Il ritrovamento dello zolfo nella prima metà del secolo XIX rivoluziona la società ciancianese che fino ad allora dai campi trae ogni sostentamento. Il centro urbano si espande per accogliere la massa di lavoratori, attirati dai comuni vicini da un lavoro che assicura il soddisfacimento, anche se al minimo, dei bisogni vitali. Attività agricola e mineraria convivono e si sostengono a vicenda, ma è la zolfara che maggiormente sopperisce alle frequenti crisi agricole, ospitando gli umili dei campi, braccianti e contadini, che divengono carusi. Essi, abituati a lavorare alla luce del sole, nel sottosuolo possono solo trasportare a spalla il materiale, estirpato dai picconieri.
Paolo Sanzeri ci introduce in un excursus legislativo a far data dal Regno delle Due Sicilie, trattando del Codice Civile Borbonico di Ferdinando I che disciplina la materia delle miniere e riconosce al proprietario della parte sottosopra il diritto di impiantare una escavazione alla ricerca di zolfo. Leggiamo poi di Francesco I che, annullando l’antico sistema della regalia, afferma il principio della libertà mineraria. Attento e puntuale il riferimento a tutta la normativa successiva.


La coltivazione dello zolfo è trattata in singoli capitoli che vanno dal 1838 al 1908 nel primo volume, dal 1909 al 1942 nel secondo volume e dal 1943 al 1962 nel terzo volume. I capitoli sono ricchi di informazioni ed offrono uno spaccato nel quale interagiscono Stato, Regione, Prefettura, Comune e proprietari delle miniere, che rappresentano la Legge, scritta sempre in difesa dei lavoratori e per la salvaguardia del lavoro minorile, ma difficilmente applicata e rispettata.

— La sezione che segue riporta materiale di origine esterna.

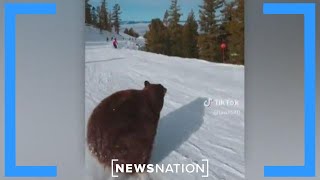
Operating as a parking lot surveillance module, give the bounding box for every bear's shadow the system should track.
[151,98,206,164]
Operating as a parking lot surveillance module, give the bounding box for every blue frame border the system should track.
[263,3,316,177]
[4,3,57,177]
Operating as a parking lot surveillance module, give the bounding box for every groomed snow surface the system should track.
[85,27,245,180]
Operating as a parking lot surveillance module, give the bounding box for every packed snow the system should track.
[85,27,245,180]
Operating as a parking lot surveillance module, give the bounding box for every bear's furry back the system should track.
[87,90,160,166]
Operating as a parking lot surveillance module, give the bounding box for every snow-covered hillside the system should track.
[85,27,245,180]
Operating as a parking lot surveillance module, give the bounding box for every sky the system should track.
[89,0,203,21]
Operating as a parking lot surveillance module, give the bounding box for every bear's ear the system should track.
[144,81,150,87]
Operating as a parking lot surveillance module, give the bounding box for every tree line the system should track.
[85,0,121,34]
[144,0,244,64]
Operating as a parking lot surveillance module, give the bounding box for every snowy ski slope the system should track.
[85,27,245,180]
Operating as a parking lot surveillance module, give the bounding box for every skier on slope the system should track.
[112,38,118,49]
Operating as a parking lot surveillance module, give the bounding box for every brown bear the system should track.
[87,81,167,172]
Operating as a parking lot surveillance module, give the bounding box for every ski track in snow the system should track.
[85,27,245,180]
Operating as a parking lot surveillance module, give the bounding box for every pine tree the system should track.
[97,6,103,33]
[108,11,113,32]
[123,28,129,34]
[91,6,98,26]
[163,10,169,26]
[112,4,121,34]
[85,0,92,24]
[100,0,110,30]
[225,0,244,64]
[182,10,198,58]
[198,0,223,62]
[144,19,170,55]
[168,0,182,56]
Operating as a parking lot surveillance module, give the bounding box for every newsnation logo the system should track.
[111,159,209,177]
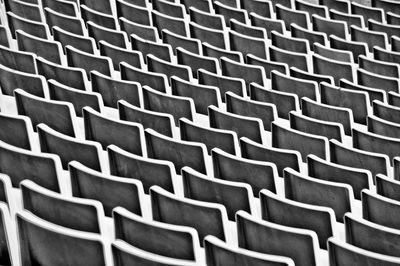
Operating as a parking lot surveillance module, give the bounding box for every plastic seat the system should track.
[83,107,146,156]
[69,161,146,217]
[307,155,373,200]
[14,89,78,137]
[16,212,112,266]
[37,124,104,171]
[107,145,176,193]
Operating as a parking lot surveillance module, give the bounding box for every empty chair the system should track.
[236,211,319,266]
[118,100,174,137]
[182,167,254,221]
[42,0,78,16]
[271,31,310,54]
[179,118,239,154]
[350,2,384,26]
[275,4,310,30]
[362,189,400,229]
[14,89,77,137]
[0,64,47,97]
[65,46,113,78]
[228,30,267,59]
[204,235,294,266]
[357,68,400,95]
[0,141,62,192]
[240,138,301,176]
[344,213,400,256]
[50,26,96,54]
[250,83,300,119]
[213,1,248,26]
[328,238,400,266]
[189,22,227,49]
[90,71,141,108]
[16,211,112,266]
[260,190,335,249]
[83,107,146,155]
[250,12,285,38]
[107,145,175,193]
[35,57,88,91]
[314,43,354,63]
[208,106,264,143]
[329,9,365,31]
[372,101,400,123]
[211,148,278,197]
[0,113,34,150]
[171,76,221,115]
[268,45,309,71]
[320,82,370,125]
[359,55,400,78]
[301,98,353,135]
[86,21,128,48]
[150,186,229,245]
[312,15,347,38]
[176,47,220,78]
[289,111,344,142]
[7,12,50,39]
[198,69,246,102]
[145,129,207,174]
[294,0,328,17]
[119,62,168,92]
[0,45,36,74]
[151,9,189,36]
[307,155,373,200]
[162,30,201,55]
[225,92,277,131]
[119,17,159,42]
[329,35,368,63]
[202,42,243,63]
[246,54,289,79]
[152,0,186,18]
[111,240,197,266]
[368,19,400,40]
[312,54,354,85]
[271,70,319,100]
[376,174,400,201]
[80,0,112,14]
[367,115,400,138]
[373,46,400,64]
[290,67,334,84]
[220,55,266,88]
[350,25,389,52]
[290,24,328,50]
[283,168,354,222]
[48,80,103,117]
[20,180,107,234]
[115,0,152,26]
[319,0,350,13]
[352,128,400,160]
[130,34,173,61]
[230,18,268,38]
[80,2,116,29]
[143,86,195,125]
[7,1,42,22]
[113,207,201,262]
[339,79,387,105]
[43,7,86,35]
[37,124,102,171]
[147,54,193,81]
[69,161,144,217]
[271,122,329,162]
[329,140,390,177]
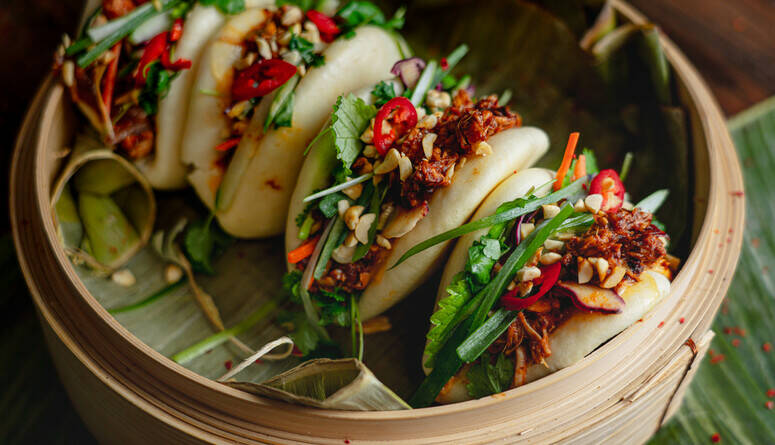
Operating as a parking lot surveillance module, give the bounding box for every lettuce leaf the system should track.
[423,272,473,368]
[466,352,514,399]
[323,94,377,183]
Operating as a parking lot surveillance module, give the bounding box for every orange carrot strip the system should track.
[554,132,579,190]
[288,236,320,264]
[102,42,121,113]
[573,155,587,181]
[215,137,242,151]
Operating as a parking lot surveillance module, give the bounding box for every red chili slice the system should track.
[231,59,296,101]
[501,261,562,311]
[215,137,242,151]
[170,18,183,42]
[134,31,169,87]
[589,169,624,212]
[161,49,191,71]
[307,10,342,43]
[373,97,417,155]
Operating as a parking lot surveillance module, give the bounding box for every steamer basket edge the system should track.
[12,2,743,443]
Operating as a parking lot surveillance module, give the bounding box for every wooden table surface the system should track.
[0,0,775,443]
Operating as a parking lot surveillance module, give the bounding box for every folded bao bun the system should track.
[285,120,549,320]
[423,168,670,403]
[137,0,274,190]
[182,23,405,238]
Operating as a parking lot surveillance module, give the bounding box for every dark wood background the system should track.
[0,0,775,443]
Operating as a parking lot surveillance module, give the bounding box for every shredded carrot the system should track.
[554,132,579,190]
[288,236,320,264]
[102,42,121,113]
[573,155,587,181]
[215,137,242,151]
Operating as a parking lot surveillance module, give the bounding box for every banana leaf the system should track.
[225,358,411,411]
[651,98,775,445]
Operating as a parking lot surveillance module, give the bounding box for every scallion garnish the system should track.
[391,178,587,269]
[302,173,374,202]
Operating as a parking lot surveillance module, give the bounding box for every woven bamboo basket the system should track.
[10,1,745,444]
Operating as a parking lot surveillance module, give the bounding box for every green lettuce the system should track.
[466,352,514,399]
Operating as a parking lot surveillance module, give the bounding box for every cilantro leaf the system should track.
[277,0,315,11]
[318,192,350,219]
[336,1,406,34]
[313,288,351,327]
[323,94,377,183]
[273,93,296,127]
[138,62,177,115]
[466,352,514,399]
[371,80,396,107]
[199,0,245,14]
[183,215,234,275]
[465,236,502,292]
[288,34,326,66]
[424,272,472,368]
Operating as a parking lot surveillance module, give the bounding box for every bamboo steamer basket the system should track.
[10,1,745,444]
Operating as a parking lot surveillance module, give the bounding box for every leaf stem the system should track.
[171,298,282,365]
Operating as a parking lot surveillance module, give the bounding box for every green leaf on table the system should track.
[183,215,234,275]
[199,0,245,14]
[651,99,775,445]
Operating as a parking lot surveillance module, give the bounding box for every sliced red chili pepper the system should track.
[231,59,296,101]
[215,137,242,151]
[161,48,191,71]
[307,10,342,43]
[134,31,169,87]
[373,96,417,155]
[501,261,562,311]
[589,169,624,212]
[170,18,183,42]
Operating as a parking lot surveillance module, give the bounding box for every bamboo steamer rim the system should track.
[11,1,744,440]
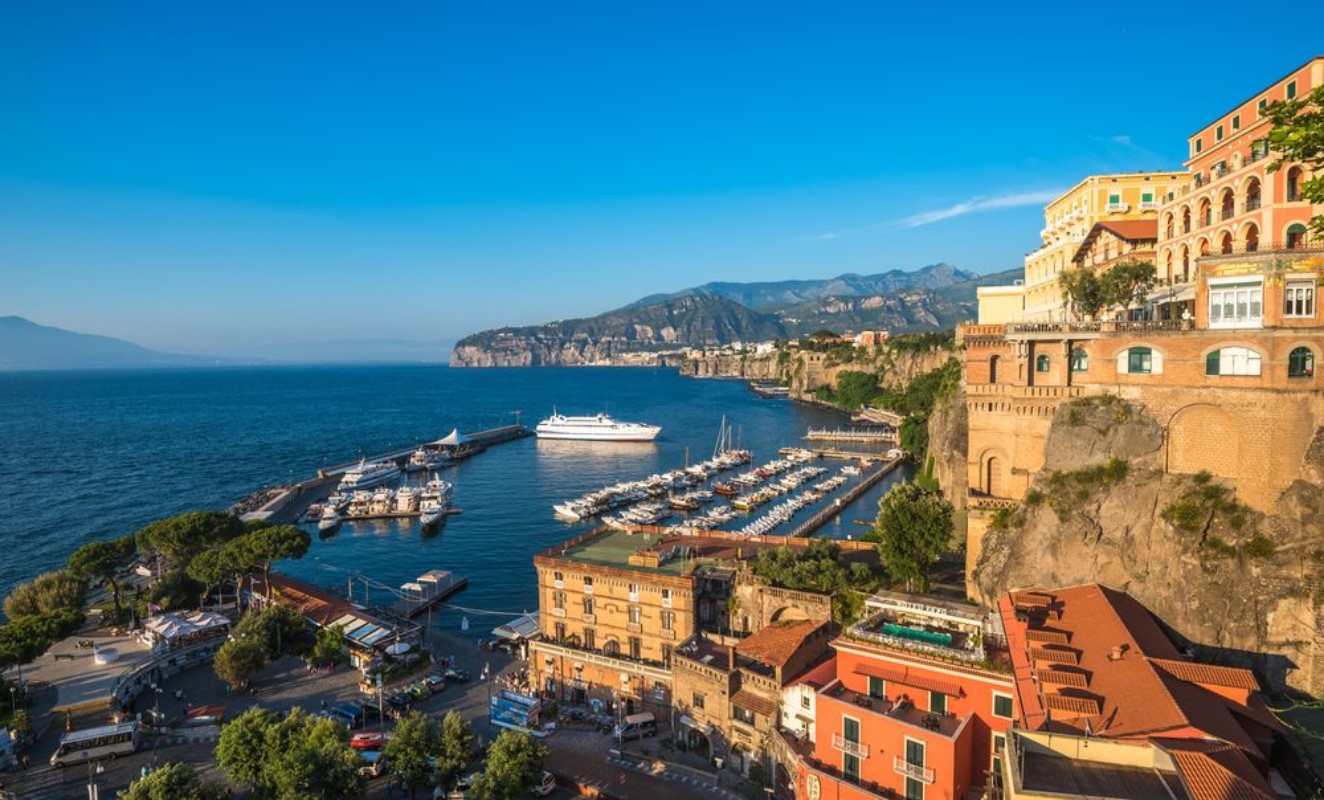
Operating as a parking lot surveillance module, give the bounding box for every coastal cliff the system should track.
[961,397,1324,694]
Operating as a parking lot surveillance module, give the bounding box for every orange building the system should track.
[998,584,1283,799]
[792,592,1016,800]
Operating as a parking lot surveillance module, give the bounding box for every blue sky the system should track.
[0,0,1321,351]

Si può leggere il susseguirsi di note e disposizioni che avrebbero dovuto vietare ai carusi di lavorare nella zolfara e garantire l’obbligo scolastico, la sicurezza dei luoghi di lavoro e una adeguata assistenza socio-sanitaria a tutti gli zolfatari. Norme che restano sulla carta e che non scalfiscono la cruda realtà.
Interessanti le pagine del terzo volume che trattano dello sciopero generale degli zolfatari nell’anno 1953 che sfocia nella occupazione delle miniere. Ricco il corredo fotografico, le illustrazioni grafiche, come i calcheroni e le fornaci a canaletto, e la rassegna di articoli giornalistici che trattano il tema.
Curata la sezione riguardante le mansioni all’interno della zolfara e lo sviluppo della giornata di lavoro. Rivivono carusi e picconieri, vagonisti e mulattieri, unitamente a tutti gli altri muti attori in uno scenario, vissuto nella penombra del sottosuolo.
Esprimono sensibilità le pagine dedicate da Paolo Sanzeri alle donne che nella zolfara condivisero miseria e sofferenze con gli uomini, vittime di una vita disperata alla ricerca di un tozzo di pane per tacitare la fame lacerante.
Sanzeri offre un quadro completo con proverbi, imprecazioni e modi di dire della zolfara.
Cianciana & lo zolfo offre una minuziosa mappatura delle zolfare, suddivise in gruppi, ricadenti, oltre che nel territorio paesano, anche in quello dei comuni viciniori di Bivona e di Alessandria della Rocca.
Il nostro plauso a Paolo Sanzeri per averci offerto un’opera che colma un vuoto culturale e ricostruisce un tessuto sociale, violentemente smembrato”.